Com triste precisão, os cálculos da Vale estimavam ainda que, em caso de vazamento, o mar de lama poderia matar mais de 200 pessoas. Foram 270 — seis ainda continuam sendo procuradas pelos bombeiros de forma ininterrupta.
Até hoje ninguém foi preso ou julgado pelo caso. Em novembro de 2021, a Vale e a TUV SUD (que atestou a estabilidade da barragem) foram indiciadas pela Polícia Federal, além de 19 outras pessoas. Enquanto o Ministério Público aguarda a chegada do processo na Justiça Federal para fazer a denúncia, o Ministério Público do Trabalho e a Vale assinaram um acordo que indeniza em R$ 700 mil cada cônjuge, filho e pai de funcionário da companhia, de forma individual, além de R$ 150 mil a irmãos, e pensão vitalícia para dependentes.

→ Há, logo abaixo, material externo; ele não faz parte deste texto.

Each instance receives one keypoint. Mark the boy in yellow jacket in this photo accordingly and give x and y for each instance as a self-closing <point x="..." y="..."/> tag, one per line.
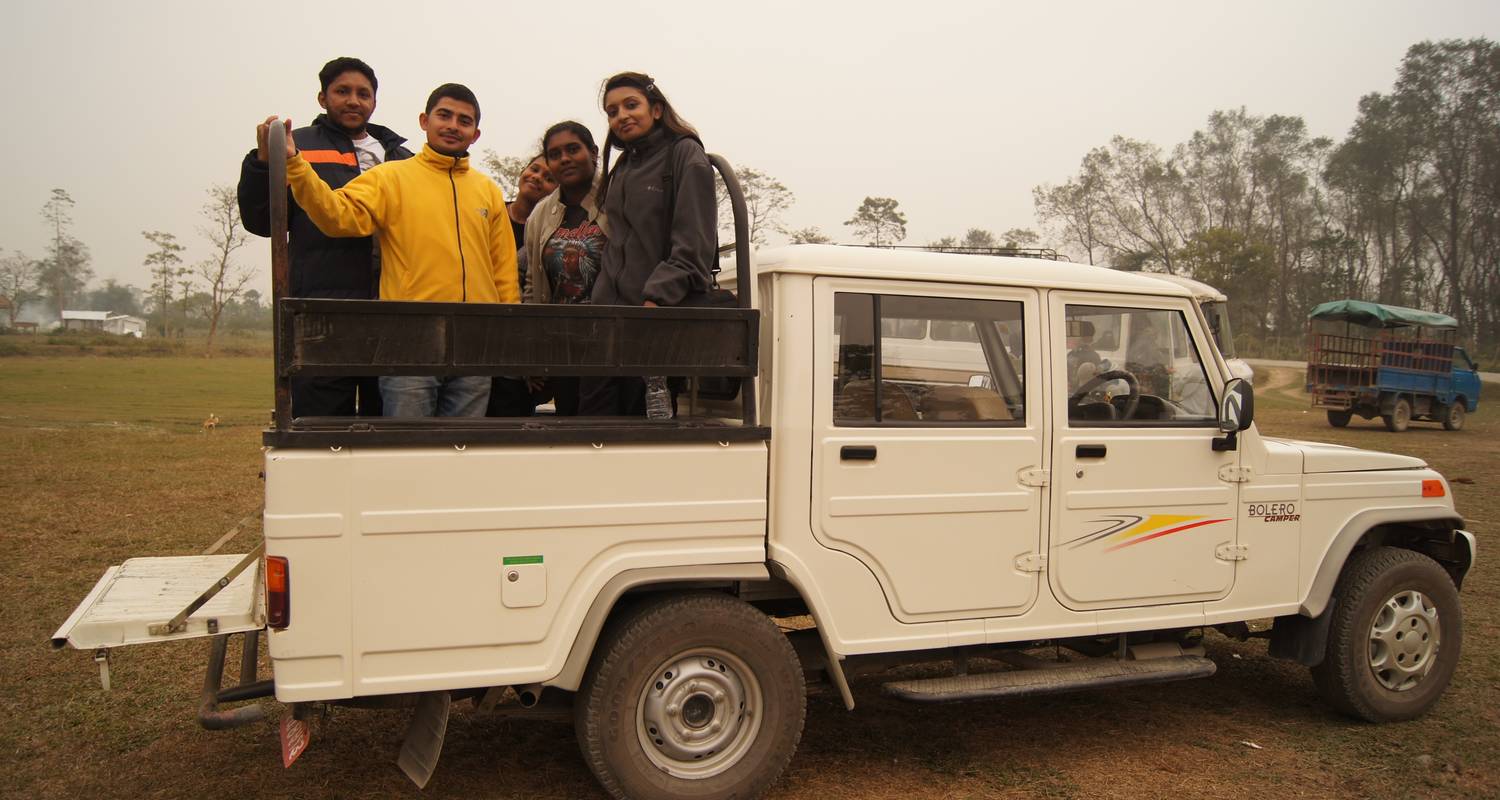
<point x="443" y="236"/>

Projeto de licenciamento ambiental abre brechas para novos crimes
Outro fator que preocupa entidades que atuam na área dos direitos socioambientais é a tramitação no Senado Federal do projeto de lei que flexibiliza o licenciamento ambiental. De acordo com o projeto, alguns tipos de barragens podem até ser dispensados do licenciamento.

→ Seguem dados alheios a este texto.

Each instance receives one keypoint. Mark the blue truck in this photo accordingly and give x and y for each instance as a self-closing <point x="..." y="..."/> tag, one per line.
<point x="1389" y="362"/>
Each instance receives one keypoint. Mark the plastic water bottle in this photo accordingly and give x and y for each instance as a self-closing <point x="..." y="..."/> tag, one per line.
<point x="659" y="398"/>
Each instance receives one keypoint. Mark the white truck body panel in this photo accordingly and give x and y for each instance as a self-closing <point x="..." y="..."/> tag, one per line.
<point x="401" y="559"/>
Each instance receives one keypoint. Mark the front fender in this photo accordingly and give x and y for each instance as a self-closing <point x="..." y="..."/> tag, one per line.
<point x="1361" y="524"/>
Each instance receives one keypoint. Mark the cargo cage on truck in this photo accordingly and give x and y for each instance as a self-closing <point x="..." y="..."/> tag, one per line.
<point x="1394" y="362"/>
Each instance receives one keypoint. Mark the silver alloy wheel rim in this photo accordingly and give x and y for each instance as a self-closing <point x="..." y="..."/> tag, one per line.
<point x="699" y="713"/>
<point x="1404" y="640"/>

Ainda segundo o texto, com exceção de obras classificadas como significativo potencial de impacto ambiental, passa a ser exigido apenas o Licenciamento por Adesão ou Compromisso, conhecido como LAC, emitido automaticamente sem verificação de órgãos ambientais do cumprimento da legislação. A licença autodeclaratória feita pelo empreendedor torna-se, portanto, a regra e o licenciamento, a exceção. Na avaliação de Júlia Neiva, coordenadora do programa de Defesa dos Direitos Socioambientais da Conectas, “o texto-base abre brechas para que barragens como as do Rio Doce e de Brumadinho, tenham menos fiscalização e controle, dando possibilidades para o acontecimento de outros crimes ambientais de grandes proporções”.